Powers, Simon T.; van Schaik, Carel P.; Lehmann, Laurent

Authors

Carel P. van Schaik

Laurent Lehmann



Abstract

What drove the transition from small-scale human societies centred on kinship and personal exchange, to large-scale societies comprising cooperation and division of labour among untold numbers of unrelated individuals? We propose that the unique human capacity to negotiate institutional rules that coordinate social actions was a key driver of this transition. By creating institutions, humans have been able to move from the default ‘Hobbesian’ rules of the ‘game of life’, determined by physical/environmental constraints, into self-created rules of social organization where cooperation can be individually advantageous even in large groups of unrelated individuals. Examples include rules of food sharing in hunter–gatherers, rules for the usage of irrigation systems in agriculturalists, property rights and systems for sharing reputation between mediaeval traders. Successful institutions create rules of interaction that are self-enforcing, providing direct benefits both to individuals that follow them, and to individuals that sanction rule breakers.

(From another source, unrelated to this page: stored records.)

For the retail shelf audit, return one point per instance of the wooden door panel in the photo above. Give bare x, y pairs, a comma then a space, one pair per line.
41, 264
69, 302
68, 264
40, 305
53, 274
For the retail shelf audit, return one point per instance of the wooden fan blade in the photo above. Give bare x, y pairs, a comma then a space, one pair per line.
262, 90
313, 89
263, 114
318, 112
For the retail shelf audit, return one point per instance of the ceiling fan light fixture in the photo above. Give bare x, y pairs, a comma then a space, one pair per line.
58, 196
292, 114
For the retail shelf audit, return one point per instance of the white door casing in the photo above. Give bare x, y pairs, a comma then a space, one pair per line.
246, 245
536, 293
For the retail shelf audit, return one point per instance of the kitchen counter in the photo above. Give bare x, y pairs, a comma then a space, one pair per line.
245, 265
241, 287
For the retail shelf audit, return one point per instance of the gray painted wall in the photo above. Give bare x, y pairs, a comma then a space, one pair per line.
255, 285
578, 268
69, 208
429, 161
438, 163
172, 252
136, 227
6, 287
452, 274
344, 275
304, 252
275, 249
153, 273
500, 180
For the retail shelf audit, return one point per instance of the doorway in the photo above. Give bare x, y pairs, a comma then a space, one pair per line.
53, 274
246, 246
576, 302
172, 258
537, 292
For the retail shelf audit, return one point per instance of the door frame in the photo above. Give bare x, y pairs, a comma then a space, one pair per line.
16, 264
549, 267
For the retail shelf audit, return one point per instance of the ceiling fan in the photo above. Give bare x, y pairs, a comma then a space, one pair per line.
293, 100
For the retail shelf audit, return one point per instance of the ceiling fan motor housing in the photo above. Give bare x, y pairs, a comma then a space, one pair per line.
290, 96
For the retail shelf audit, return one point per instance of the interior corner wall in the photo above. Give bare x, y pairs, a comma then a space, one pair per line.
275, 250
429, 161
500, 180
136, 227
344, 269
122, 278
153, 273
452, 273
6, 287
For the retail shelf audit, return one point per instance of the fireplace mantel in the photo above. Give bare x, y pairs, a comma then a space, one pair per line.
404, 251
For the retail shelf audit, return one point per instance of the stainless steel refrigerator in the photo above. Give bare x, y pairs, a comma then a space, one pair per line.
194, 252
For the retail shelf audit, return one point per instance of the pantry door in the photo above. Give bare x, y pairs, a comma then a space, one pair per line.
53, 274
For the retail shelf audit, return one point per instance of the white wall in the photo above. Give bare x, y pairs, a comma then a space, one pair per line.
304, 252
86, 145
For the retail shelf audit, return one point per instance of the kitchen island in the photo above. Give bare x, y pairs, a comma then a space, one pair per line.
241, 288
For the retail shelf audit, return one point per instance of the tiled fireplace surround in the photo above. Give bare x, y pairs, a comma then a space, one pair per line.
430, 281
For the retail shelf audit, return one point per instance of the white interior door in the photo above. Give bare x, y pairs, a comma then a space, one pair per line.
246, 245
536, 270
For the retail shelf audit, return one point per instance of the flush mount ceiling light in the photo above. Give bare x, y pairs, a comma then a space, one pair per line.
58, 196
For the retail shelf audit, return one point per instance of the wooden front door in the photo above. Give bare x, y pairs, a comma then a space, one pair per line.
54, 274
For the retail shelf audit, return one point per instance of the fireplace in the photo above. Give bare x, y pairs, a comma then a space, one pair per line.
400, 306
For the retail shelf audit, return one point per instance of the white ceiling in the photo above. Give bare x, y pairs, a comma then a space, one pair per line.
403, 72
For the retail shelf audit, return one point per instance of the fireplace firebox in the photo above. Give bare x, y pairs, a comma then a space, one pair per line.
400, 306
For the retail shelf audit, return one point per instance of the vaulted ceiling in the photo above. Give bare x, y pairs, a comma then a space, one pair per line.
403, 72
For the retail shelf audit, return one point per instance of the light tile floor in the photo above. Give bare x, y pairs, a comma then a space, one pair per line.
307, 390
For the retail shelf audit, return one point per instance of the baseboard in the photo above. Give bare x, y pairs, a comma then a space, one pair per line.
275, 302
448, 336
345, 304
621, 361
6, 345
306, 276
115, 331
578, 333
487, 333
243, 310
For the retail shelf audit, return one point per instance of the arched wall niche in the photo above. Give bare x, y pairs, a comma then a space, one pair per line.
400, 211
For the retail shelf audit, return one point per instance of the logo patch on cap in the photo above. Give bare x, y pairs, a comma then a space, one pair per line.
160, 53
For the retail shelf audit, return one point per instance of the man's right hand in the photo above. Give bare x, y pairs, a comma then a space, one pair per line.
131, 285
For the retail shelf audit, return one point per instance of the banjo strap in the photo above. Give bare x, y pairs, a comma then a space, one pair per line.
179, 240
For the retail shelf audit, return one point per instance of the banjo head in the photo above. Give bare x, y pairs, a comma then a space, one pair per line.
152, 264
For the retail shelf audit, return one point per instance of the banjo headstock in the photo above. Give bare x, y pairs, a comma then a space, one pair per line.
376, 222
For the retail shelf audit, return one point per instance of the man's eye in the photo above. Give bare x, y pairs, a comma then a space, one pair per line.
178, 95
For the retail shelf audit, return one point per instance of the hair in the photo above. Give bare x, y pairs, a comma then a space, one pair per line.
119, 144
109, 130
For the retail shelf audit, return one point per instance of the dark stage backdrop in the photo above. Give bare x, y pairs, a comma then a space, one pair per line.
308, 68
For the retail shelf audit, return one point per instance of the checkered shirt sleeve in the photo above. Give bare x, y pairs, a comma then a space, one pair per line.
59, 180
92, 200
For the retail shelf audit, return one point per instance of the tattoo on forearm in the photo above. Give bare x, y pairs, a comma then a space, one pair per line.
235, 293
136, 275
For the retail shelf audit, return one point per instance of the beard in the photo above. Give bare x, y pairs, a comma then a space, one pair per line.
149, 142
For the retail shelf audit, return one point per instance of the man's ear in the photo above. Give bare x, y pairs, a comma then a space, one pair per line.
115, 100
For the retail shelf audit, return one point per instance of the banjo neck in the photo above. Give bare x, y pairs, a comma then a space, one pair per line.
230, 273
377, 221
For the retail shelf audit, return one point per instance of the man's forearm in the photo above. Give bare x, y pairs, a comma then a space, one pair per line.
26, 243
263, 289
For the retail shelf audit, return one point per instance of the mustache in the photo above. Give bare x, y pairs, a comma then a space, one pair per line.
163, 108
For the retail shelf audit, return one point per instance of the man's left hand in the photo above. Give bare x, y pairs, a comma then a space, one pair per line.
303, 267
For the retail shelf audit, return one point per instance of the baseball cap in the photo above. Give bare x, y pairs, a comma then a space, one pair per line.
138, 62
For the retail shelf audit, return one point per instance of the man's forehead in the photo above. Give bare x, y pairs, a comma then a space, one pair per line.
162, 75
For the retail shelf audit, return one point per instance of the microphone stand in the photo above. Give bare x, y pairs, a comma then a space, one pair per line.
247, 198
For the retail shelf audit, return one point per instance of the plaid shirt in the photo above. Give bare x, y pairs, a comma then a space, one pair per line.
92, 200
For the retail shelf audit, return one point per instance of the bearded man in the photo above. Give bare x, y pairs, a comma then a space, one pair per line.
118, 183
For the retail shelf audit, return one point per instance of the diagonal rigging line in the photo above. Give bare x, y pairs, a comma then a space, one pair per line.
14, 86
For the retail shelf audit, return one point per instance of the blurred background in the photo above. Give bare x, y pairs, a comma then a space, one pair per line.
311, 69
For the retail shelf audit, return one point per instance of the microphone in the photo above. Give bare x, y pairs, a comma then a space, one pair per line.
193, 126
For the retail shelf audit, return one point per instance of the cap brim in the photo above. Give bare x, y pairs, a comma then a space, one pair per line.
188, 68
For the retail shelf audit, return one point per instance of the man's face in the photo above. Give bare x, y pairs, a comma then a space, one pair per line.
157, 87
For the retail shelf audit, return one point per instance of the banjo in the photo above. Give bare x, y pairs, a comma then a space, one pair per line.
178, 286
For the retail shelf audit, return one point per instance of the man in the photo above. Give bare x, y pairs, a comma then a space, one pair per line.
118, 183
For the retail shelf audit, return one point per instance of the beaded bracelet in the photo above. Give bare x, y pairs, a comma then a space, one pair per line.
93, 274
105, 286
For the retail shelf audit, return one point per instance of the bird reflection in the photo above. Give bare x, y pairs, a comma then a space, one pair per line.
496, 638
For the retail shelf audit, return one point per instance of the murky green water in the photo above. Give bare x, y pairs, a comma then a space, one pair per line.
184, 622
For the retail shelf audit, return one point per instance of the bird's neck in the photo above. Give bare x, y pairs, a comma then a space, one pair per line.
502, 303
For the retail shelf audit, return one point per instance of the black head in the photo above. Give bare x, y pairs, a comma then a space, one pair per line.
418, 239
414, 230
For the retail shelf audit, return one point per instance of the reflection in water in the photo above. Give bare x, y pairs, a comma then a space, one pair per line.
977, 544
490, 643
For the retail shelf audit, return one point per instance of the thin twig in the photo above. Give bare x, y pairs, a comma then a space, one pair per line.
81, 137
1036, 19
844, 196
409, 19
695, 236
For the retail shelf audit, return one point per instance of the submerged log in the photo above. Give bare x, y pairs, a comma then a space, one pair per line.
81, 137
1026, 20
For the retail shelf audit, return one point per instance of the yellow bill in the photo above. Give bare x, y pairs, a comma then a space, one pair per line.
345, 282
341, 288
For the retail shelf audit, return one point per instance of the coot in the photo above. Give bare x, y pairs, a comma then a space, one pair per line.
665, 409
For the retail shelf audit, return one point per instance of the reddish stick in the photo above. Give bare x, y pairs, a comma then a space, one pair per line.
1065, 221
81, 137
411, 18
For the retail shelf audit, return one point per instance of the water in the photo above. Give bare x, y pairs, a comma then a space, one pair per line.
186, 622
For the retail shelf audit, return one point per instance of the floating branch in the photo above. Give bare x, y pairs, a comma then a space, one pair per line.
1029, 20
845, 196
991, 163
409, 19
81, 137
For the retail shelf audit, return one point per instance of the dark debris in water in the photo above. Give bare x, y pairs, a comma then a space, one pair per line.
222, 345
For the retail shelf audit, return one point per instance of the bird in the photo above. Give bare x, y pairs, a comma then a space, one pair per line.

Forming institutions requires shared intentionality, language and other cognitive abilities largely absent in other primates. We explain how cooperative breeding likely selected for these abilities early in the Homo lineage. This allowed anatomically modern humans to create institutions that transformed the self-reliance of our primate ancestors into the division of labour of large-scale human social organization.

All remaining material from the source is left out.